Nous estimons que les Arabes et les Juifs sont des cousins de race, ont souffert d’oppressions semblables des mains de puissances plus fortes qu’eux et, par une heureuse coïncidence ont pu franchir ensemble la première étape de l’accomplissement de leurs idéaux nationaux.

Nous Arabes, particulièrement ceux qui sont instruits, regardons avec la plus profonde sympathie le mouvement sioniste. Notre délégation, ici à Pars, est dûment mise au courant des propositions soumises hier par l’organisation sioniste à la Conférence de la Paix, et nous les considérons comme modérées et appropriées. Nous ferons de notre mieux, pour autant que nous sommes concernés, pour aider à leur réception : nous souhaiterons aux Juifs une chaleureux bienvenue chez eux.

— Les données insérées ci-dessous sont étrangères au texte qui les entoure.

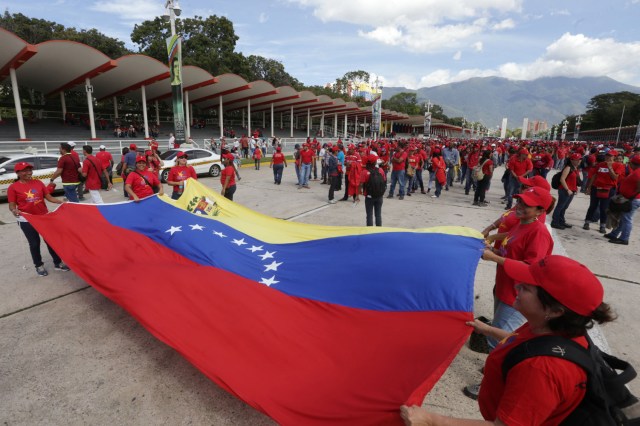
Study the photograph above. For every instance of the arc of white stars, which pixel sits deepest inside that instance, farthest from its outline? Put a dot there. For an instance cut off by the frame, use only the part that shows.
(273, 266)
(269, 281)
(267, 255)
(174, 229)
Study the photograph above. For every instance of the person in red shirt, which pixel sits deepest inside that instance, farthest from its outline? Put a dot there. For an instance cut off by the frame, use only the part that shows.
(540, 390)
(106, 159)
(141, 182)
(519, 166)
(179, 173)
(601, 187)
(372, 205)
(567, 190)
(630, 189)
(278, 163)
(28, 195)
(227, 179)
(93, 172)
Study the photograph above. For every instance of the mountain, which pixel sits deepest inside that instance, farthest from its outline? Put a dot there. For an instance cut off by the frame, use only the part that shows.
(489, 99)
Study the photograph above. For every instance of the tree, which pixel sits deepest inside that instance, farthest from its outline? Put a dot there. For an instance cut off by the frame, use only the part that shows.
(207, 43)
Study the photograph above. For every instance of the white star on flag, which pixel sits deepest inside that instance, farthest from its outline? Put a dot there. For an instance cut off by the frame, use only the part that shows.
(273, 266)
(267, 255)
(269, 282)
(239, 242)
(174, 229)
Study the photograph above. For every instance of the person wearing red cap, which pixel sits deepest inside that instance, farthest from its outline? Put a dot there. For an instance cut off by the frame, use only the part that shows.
(372, 202)
(27, 195)
(141, 182)
(630, 189)
(567, 190)
(278, 163)
(557, 296)
(179, 174)
(602, 186)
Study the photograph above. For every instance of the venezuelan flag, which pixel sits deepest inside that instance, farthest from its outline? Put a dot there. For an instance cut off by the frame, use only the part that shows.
(308, 324)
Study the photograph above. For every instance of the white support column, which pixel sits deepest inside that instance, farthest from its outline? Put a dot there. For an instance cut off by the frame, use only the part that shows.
(187, 118)
(248, 117)
(345, 127)
(273, 133)
(92, 119)
(16, 101)
(63, 104)
(144, 112)
(220, 117)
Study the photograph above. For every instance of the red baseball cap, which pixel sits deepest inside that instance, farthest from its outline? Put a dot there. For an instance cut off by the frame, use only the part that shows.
(569, 282)
(537, 180)
(536, 197)
(22, 165)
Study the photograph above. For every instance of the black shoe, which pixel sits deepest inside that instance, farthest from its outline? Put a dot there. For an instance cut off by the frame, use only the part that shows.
(619, 241)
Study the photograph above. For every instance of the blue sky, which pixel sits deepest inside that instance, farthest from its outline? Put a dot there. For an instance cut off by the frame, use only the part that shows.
(410, 43)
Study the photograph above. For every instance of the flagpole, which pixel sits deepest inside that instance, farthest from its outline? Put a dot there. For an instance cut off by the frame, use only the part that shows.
(620, 125)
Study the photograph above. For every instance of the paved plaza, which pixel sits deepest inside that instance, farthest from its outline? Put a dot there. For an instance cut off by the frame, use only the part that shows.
(70, 356)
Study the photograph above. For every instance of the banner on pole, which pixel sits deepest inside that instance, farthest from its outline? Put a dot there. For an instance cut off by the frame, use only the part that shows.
(174, 50)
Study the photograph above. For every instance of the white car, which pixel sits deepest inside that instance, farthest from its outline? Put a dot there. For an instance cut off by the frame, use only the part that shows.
(44, 165)
(203, 161)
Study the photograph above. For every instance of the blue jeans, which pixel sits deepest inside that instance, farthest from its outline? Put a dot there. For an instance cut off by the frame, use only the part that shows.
(506, 318)
(564, 199)
(71, 192)
(623, 231)
(305, 172)
(397, 176)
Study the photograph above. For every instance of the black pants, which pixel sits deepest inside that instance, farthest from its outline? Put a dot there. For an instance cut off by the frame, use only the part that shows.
(373, 206)
(228, 193)
(334, 183)
(34, 245)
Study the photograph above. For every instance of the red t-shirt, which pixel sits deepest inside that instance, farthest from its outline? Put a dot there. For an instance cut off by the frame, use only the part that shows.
(306, 155)
(29, 196)
(402, 155)
(93, 181)
(538, 391)
(527, 243)
(69, 165)
(629, 185)
(228, 171)
(139, 185)
(278, 158)
(180, 174)
(105, 158)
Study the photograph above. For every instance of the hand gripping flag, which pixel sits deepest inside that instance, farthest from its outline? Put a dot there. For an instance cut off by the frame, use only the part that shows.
(308, 324)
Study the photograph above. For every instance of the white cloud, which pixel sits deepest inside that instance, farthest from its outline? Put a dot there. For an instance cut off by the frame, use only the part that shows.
(424, 26)
(130, 10)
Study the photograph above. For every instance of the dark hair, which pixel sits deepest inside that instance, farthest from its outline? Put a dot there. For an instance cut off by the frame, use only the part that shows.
(571, 324)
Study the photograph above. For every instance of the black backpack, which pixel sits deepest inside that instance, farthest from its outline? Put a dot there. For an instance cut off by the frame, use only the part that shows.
(376, 186)
(607, 401)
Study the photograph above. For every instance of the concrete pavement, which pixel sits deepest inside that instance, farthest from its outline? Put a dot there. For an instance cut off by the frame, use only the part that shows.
(70, 356)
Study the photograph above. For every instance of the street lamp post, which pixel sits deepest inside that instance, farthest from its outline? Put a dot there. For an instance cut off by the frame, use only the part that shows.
(174, 50)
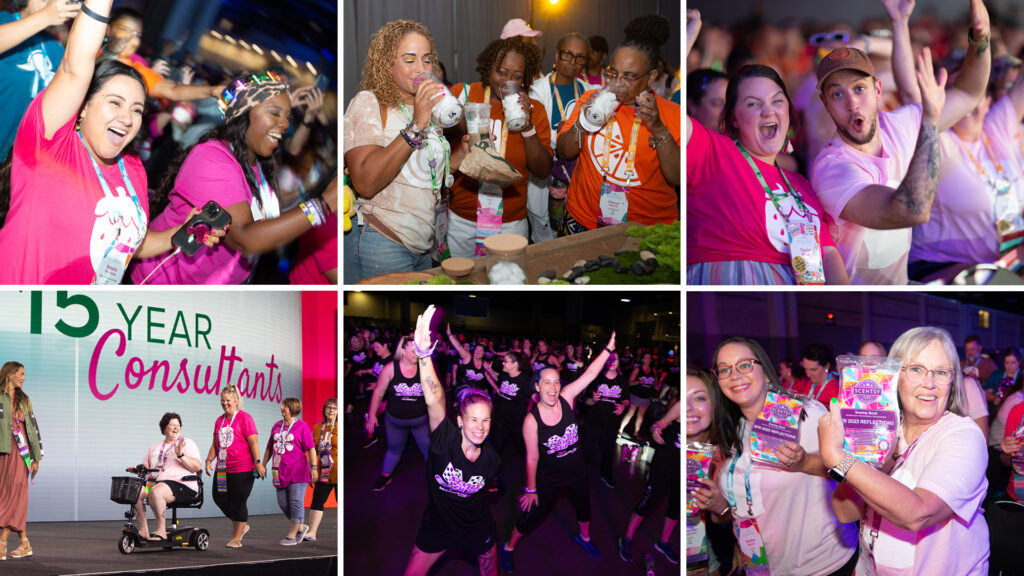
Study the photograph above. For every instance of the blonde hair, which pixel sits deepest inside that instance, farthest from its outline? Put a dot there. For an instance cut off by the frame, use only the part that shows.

Nous avons et continuons à avoir les relations les plus étroites avec le chef de votre mouvement, le Dr Weizmann. Il a beaucoup contribué à notre cause, et j’espère que les Arabes seront bientôt en mesure de rendre aux Juifs le bien qu’ils nous ont fait. Nous travaillons ensemble pour un Proche-Orient réformé et amélioré, et nos deux mouvements se complètent mutuellement. Le mouvement juif est national et non impérialiste, et il y a de la place pour nous deux en Syrie. [La Syrie d’alors comprenait les territoires situés dans la région de Suez, en Israël, en Jordanie, au Liban et dans la Syrie actuelle].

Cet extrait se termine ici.